La cancellazione dei sostegni all'informazione (che venivano anche hackerati, come tutto in Italia, ma davano una mano al pluralismo) fa il paio con la diminuzione di deputati e senatori: una trovata da repubblica delle banane che il Pd sposò per ignavia, seminando il campo sul quale oggi Meloni sparge concime col premierato. Grillo ha peggiorato anche l'opposizione, ha dato a intendere a una parte del Paese che la sinistra fosse quella roba lì: una giusta – ad esempio il reddito di cittadinanza – insieme a cento sbagliate ma a furor di popolo. Manipolato. Anzi, peggio: in mezzo a un nulla di slogan vuoti, di parole messe lì per far numero: «Giuseppe Conte parlava difficile, non si capiva. L'ho scelto per quello».

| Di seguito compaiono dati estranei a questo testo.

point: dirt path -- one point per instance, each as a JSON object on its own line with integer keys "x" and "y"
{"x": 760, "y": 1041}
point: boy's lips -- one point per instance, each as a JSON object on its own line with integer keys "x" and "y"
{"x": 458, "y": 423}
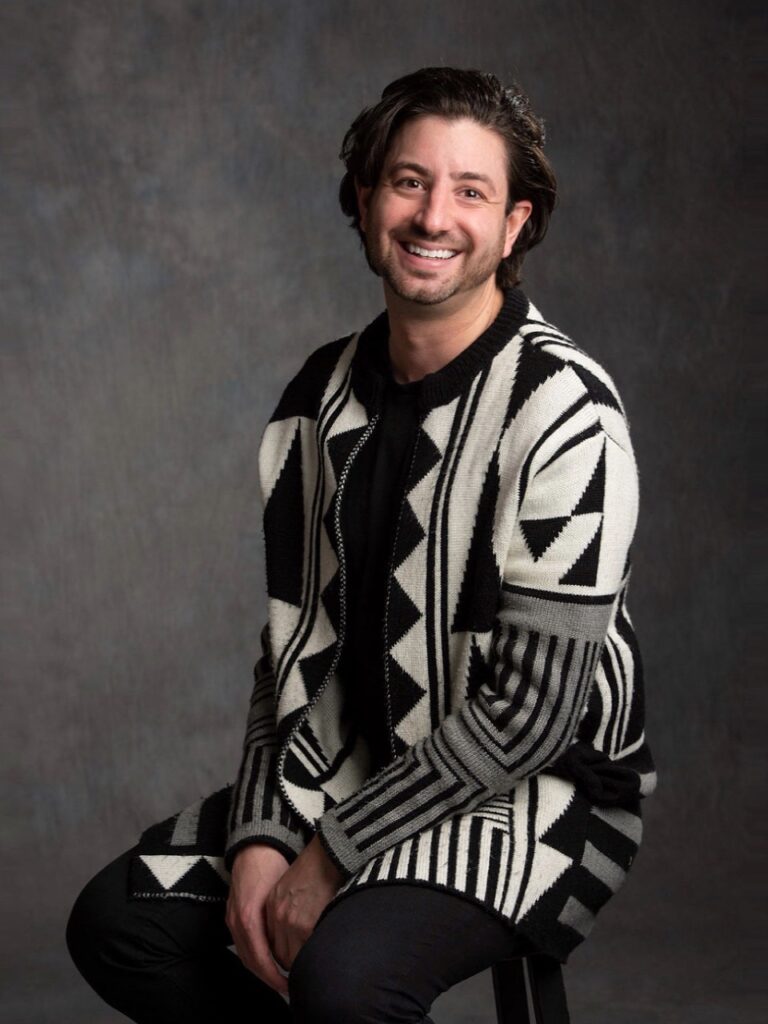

L'ultimo paradosso è che l'autodafé di Grillo sia avvenuto anch'esso per promozione, in casa di un conduttore che aveva insultato e irriso, da cui si è fatto agilmente gestire come a suo tempo nel salotto di Bruno Vespa. Una passerella mesta (al netto del colpaccio e del senso giornalistico) a caccia di un pubblico per spettacoli sempre meno affollati, o di qualche lettore in più per un blog che senza Casaleggio è defunto. Per raggranellare un po' di attenzione ad anni luce dal successo di piazza da cui iniziò la caduta: gli 800.000 (autocertificati) di piazza San Giovanni del 2013. Un pubblico così, Grillo, non l'avrebbe mai più avuto. Il suo unico vero programma era completato. Oggi – chapeau - ha il coraggio artistoide di venire in tv a spiegarci che sì, ci aveva preso per i fondelli. Una sincerità che merita adeguata risposta: Beppe, hai settant'anni. Adesso vattene affanculo tu.